Así pues, a través del hilo de una lectura histórico-crítica orientada a subrayar la debilidad idealista desde el punto de vista epistemológico y metodológico, pero al mismo tiempo a poner de manifiesto una evolución política e intelectual en la que se solapan corrientes ideales contrapuestas, se llega finalmente al importante problema pendiente en el pensamiento socialista que, en opinión de Sacristán, Gramsci identificó aunque no resolvió. Se trata de si el pensamiento revolucionario ha de ser o no ideológico. La hipótesis interpretativa de Sacristán es que, en su tratamiento del tema de la ideología (incluyendo en este caso los desarrollos más maduros de los Quaderni), Gramsci se equivocó: en parte –mantiene Sacristán– porque leyó mal a Marx en este punto y en parte por la influencia del ambiente idealista y culturalista en que se formó. Consecuencia de este déficit habría sido la imposibilidad de salir de la antítesis positivismo/ideología al aceptar que esta última, la ideología, es la única instancia mediadora entre la fuerza social y la acción.
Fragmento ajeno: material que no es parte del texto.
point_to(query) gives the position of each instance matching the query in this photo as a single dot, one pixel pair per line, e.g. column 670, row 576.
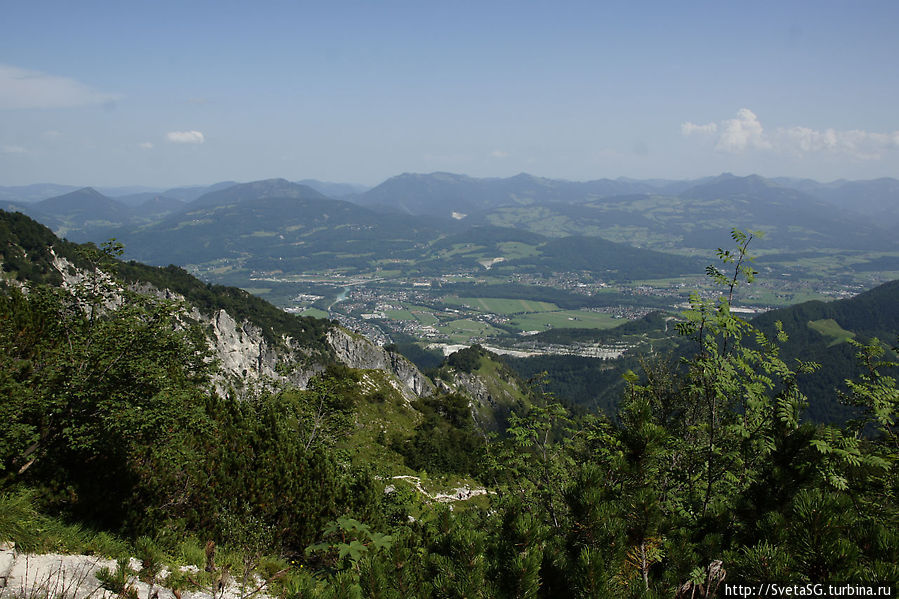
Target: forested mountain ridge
column 705, row 470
Según esto, Gramsci habría identificado el problema, habría estado incluso cerca de su resolución al acentuar el principio de la práctica, pero habría recalado finalmente en el “ideologismo” sin llegar a legarnos una praxeología racional, concreta y crítica. Lo que, de acuerdo con la interpretación de Sacristán, nos legó Gramsci es el planteamiento veraz y hondo de un problema, el de la posible eliminación de la especulación ideológica en el pensamiento socialista, con ineludibles implicaciones para la configuración del programa político y cultural. Lo que Sacristán proponía en ese contexto era precisamente arrancar del problema de Gramsci, reanudar la crítica marxiana de lo ideológico también en el pensamiento socialista, sin ignorar por ello los peligros de la ideología que empezaba a hacerse dominante en nuestras sociedades (la ideología del fatalismo tecnológico y del final de las ideologías), a sabiendas, por tanto, de que la tarea tiene la suficiente importancia teórico-práctica como para arrostrar el riesgo de una apresurada identificación con esta última por parte de las corrientes más o menos hegelianizantes del marxismo.

La verdad es que esta orientación anti-ideológica, lo que Sacristán llamaba entonces (a mediados de los años sesenta) “el programa de la hora” tuvo escaso eco en el marxismo hispánico. Y ello seguramente por motivos parecidos (aunque modificados, y no para mejor) a los que el propio Sacristán identificara como obstáculos principales en la formación de Gramsci. Pues también la cultura socialista (entendiendo la palabra en un sentido amplio) de la época osciló en España entre las nuevas versiones del positivismo o del cientificismo y el idealismo reactivo, teñido de voluntarismo. Pero, en cualquier caso, aquella interpetación de Gramsci por Sacristán nos situaba ante una lectura problematizadora que ha dado también sus frutos.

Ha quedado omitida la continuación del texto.